Tive sempre, desde criança, a necessidade de aumentar o mundo com personalidades fictícias, sonhos meus rigorosamente construídos, visionados com clareza fotográfica, compreendidos por dentro das suas almas. Não tinha eu mais que cinco anos, e, criança isolada e não desejando senão assim estar, já me acompanhavam algumas figuras de meu sonho — um capitão Thibeaut, um Chevalier de Pas — e outros que já me esqueceram, e cujo esquecimento, como a imperfeita lembrança daqueles, é uma das grandes saudades da minha vida.

Isto parece simplesmente aquela imaginação infantil que se entretém com a atribuição de vida a bonecos ou bonecas. Era porém mais: eu não precisava de bonecas para conceber intensamente essas figuras. Claras e visíveis no meu sonho constante, realidades exactamente humanas para mim, qualquer boneco, por irreal, as estragaria. Eram gente.
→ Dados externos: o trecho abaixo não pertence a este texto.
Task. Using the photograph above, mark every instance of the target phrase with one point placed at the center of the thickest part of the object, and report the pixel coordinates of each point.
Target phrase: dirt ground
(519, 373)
Além disto, esta tendência não passou com a infância, desenvolveu-se na adolescência, radicou-se com o crescimento dela, tornou-se finalmente a forma natural do meu espírito. Hoje já não tenho personalidade: quanto em mim haja de humano, eu o dividi entre os autores vários de cuja obra tenho sido o executor. Sou hoje o ponto de reunião de uma pequena humanidade só minha.

Trata-se, contudo, simplesmente do temperamento dramático elevado ao máximo; escrevendo, em vez de dramas em actos e acção, dramas em almas. Tão simples é, na sua substância, este fenómeno aparentemente tão confuso.

Não nego, porém — favoreço, até — a explicação psiquiátrica, mas deve compreender-se que toda a actividade superior do espírito, porque é anormal, é igualmente susceptível de interpretação psiquiátrica. Não me custa admitir que eu seja louco, mas exijo que se compreenda que não sou louco diferentemente de Shakespeare, qualquer que seja o valor relativo dos produtos do lado são da nossa loucura.

«Médium», assim, de mim mesmo, todavia subsisto.

Sou, porém, menos real que os outros, menos coeso [?], menos pessoal, eminentemente influenciável por eles todos. Sou também discípulo de Caeiro, e ainda me lembro do dia — 13 de Março de 1914 — quando, tendo «ouvido pela primeira vez» (isto é, tendo acabado de escrever, de um só hausto do espírito) grande número dos primeiros poemas do Guardador de Rebanhos, imediatamente escrevi, a fio, os seis poemas-intersecções que compõem a Chuva Oblíqua («Orpheu» 2), manifesto e lógico resultado da influência de Caeiro sobre o temperamento de Fernando Pessoa.